Striving for a better future is a true strength of Siana’s character, and despite having experienced hardship and worked with people in their darkest moments, she is adept at finding joy.

“I think I’m very much a master of being able to hold the darkness and light at once, because how else do you survive in a world like this?” she says. “I think you have to be joyful and hopeful in order to persevere, believe that we can do better, and that a better world is very much within our grasp.”

This strength also means that she creates vibrant, dynamic characters who reflect both the light and dark of the human condition.
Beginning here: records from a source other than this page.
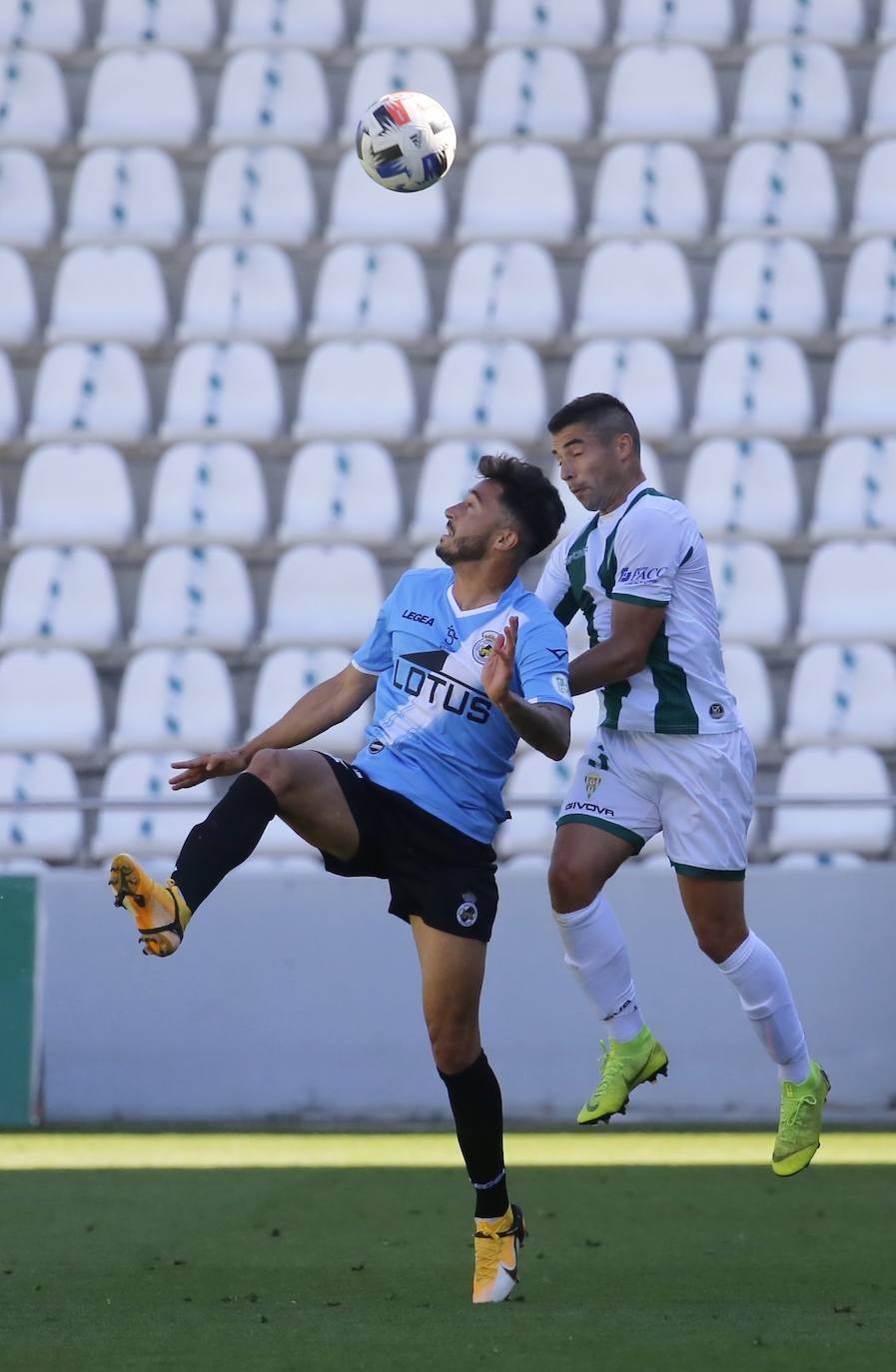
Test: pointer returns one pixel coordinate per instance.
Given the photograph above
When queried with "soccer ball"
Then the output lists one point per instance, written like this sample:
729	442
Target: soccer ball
405	142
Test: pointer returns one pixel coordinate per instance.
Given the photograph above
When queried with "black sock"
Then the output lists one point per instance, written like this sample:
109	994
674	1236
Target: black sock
474	1097
225	839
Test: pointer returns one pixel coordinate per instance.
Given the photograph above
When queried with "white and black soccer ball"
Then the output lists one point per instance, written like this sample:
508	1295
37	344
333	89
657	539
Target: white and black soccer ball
405	142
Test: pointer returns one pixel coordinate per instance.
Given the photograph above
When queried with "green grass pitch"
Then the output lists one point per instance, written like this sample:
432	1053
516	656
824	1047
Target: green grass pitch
296	1253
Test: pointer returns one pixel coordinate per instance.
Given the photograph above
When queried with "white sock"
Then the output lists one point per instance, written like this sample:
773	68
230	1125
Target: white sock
597	953
767	1001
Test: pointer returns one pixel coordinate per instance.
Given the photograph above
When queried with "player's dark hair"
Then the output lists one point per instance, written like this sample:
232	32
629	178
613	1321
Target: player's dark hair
601	413
528	497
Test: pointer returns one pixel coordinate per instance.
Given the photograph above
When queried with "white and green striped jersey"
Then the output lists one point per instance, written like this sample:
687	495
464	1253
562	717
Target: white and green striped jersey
649	552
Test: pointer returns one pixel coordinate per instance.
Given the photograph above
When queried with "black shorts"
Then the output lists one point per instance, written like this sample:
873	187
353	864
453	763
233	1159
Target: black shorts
433	869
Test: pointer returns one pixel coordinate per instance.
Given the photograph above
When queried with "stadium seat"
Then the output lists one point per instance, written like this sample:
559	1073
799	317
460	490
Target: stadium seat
89	389
451	26
630	289
361	212
773	188
18	319
26	204
341	492
379	403
641	372
763	285
142	96
176	699
228	389
33	102
487	388
793	91
370	290
61	594
661	91
74	494
241	291
848	593
648	190
517	191
208	492
843	693
194	596
862	395
749	593
278	95
287	675
125	195
869	294
535	92
324	596
257	194
830	774
855	491
109	293
165	24
50	699
746	487
55	835
753	385
502	290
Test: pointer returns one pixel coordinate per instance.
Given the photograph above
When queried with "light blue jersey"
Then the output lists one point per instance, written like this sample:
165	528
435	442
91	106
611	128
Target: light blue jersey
436	737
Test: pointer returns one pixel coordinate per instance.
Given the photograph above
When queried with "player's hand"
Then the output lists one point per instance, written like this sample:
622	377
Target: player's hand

“I’m really committed to that fullness of the human condition and showing that we can hold multiple things at once,” she says. “I get to know my characters. I spend time with them. They become real to me – if you’re not a writer, that sounds insane, but I love my characters as if they were real.”

Siana’s impressive body of work also shows grit and resilience. Her work in social justice gives her true insight into the hardships people suffer due to marginalisation, which enables her to tackle difficult, confronting and sometimes divisive subjects. But, while much of her work is hard-hitting using what she describes as ‘a sledgehammer’ approach, Swim, Aunty, Swim! is soft, subtle and infinitely relatable.

“I think those who are tired and don’t want to listen to the sledgehammer approach will be able to connect a bit more through the story of a mother, of someone who reminds them of their mum or grandma,” she says. “Swim, Aunty, Swim! is deliciously West African, but it’s very much a British story. It’s also universal, because you can see yourself in those four characters and think of whoever it is that they remind you of from your own culture and your own family history.”

Finding your tribe

As she moves into a softer era of her life, Siana uses a phrase that’s very familiar in the outdoor swimming world: Finding my tribe in relation to her life and the friendships in Swim, Aunty, Swim!.

“To the naked eye, some might think, why are these three friends? But I think we’ve all been in those dynamics where we have a certain kind of humour among us, or found each other at the right time,” she says. “They found each other at very critical moments in their lives. And each of them, in their different way, helps the other to be brave.”

That question of bravery and courage is so important to Siana.

“I’d like to think that courage is at the centre of my work,” she says. “It takes courage to move through the world to the beat of your own drum, especially if you have layers of your identity that are marginalised – being a woman, a woman of colour, a Black woman, queer, disabled. It shouldn’t be that way, but in a world that dictates how you should be, to resist that is incredibly courageous.”

And that brings us back to Siana’s true strength that characterises her unique style of storytelling – joy, hope, journey, striving towards something better. As she moves forward, water, courage, femininity, learning, and community are key.

“Being met with that reciprocity from some of the communities I’m part of has meant the absolute world to me. I think that helps me continue to be courageous, to stick my head above the parapet, to keep going,” she says. “So for me, finding communities of reciprocity and sisterhood in the last few years has helped me be more bold and even more myself. I really cherish that and wish that for everyone.”